Objective.— To explore whether pharmacological stimulation of the 5‐hydroxytryptamine₇ (5‐HT₇) receptor modulates Fos‐like immunoreactivity in the trigeminal nucleus caudalis of rats. Background.— The serotonin 5‐HT₇ receptor was proposed to be involved in migraine pathogenesis and evidence suggests it plays a role in peripheral nociception and hyperalgesia through an action on sensory afferent neurons. Methods.— The potential activating or sensitizing role of 5‐HT₇ receptors on trigeminal sensory neurons, as visualized by Fos‐like immunoreactivity in the superficial layers of the trigeminal nucleus caudalis in rats, was investigated using the 5‐HT₇ receptor agonist, LP‐211, in the absence and the presence of intracisternal capsaicin, respectively. The agonist effect was characterized with the 5‐HT₇ receptor antagonist, SB‐656104. Male Wistar rats received a subcutaneous injection of LP‐211, SB‐656104, and SB‐656104 + LP‐211. They were then anesthetized and prepared to receive an intracisternal injection of capsaicin or its vehicle.
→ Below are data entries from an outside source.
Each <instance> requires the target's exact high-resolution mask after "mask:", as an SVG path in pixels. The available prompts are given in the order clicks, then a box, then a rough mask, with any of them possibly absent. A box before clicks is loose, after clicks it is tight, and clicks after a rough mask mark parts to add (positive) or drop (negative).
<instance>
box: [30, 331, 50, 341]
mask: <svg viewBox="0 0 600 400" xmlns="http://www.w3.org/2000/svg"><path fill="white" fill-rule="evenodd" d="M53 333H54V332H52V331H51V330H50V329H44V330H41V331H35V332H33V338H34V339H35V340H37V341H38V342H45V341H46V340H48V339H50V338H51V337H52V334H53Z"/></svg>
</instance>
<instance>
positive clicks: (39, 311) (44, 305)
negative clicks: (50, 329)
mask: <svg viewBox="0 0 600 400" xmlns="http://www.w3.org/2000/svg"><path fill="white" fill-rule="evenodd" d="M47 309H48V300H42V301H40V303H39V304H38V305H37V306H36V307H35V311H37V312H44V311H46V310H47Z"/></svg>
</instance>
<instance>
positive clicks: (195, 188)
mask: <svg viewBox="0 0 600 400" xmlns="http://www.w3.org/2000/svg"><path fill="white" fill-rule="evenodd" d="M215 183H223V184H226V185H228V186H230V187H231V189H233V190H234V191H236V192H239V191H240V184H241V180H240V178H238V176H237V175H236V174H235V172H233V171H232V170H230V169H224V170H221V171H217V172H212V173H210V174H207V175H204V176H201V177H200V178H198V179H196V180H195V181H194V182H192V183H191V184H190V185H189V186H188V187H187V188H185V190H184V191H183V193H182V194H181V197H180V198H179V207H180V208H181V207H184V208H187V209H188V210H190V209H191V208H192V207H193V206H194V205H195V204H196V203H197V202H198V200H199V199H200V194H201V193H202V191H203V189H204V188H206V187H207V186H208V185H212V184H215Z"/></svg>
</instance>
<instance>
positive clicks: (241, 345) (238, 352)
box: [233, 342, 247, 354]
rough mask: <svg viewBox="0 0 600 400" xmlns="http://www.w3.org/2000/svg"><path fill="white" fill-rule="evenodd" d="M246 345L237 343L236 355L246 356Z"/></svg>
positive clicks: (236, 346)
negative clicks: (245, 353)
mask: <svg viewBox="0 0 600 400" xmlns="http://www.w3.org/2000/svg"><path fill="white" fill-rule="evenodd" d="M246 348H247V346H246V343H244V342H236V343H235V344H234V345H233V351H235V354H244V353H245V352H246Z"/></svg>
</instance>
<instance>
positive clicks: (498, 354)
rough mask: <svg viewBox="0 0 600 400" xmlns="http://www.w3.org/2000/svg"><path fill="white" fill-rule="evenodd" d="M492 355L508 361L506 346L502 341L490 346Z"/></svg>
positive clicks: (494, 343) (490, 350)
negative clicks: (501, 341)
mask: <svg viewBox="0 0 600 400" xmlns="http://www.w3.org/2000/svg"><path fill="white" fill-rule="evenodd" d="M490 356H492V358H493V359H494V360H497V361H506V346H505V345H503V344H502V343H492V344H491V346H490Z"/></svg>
Animals were perfused and brains removed; sections of the brain stem from the area postrema to the CI level were obtained and processed for Fos immunohistochemistry. Results.— Capsaicin but not its vehicle induced Fos‐like immunoreactivity within laminae I and II of trigeminal nucleus caudalis. Pretreatment with LP‐211 had no effect on Fos‐like immunoreactivity but strongly increased the response produced by capsaicin; this effect was abolished by SB‐656104. Interestingly, capsaicin‐induced Fos‐like immunoreactivity was abolished by SB‐656104 pretreatment thus suggesting involvement of endogenous 5‐HT. Conclusions.— Data suggest that 5‐HT₇ receptors increase activation of meningeal trigeminovascular afferents and/or transmission of nociceptive information in the brain stem. This mechanism could be relevant in migraine and its prophylactic treatment.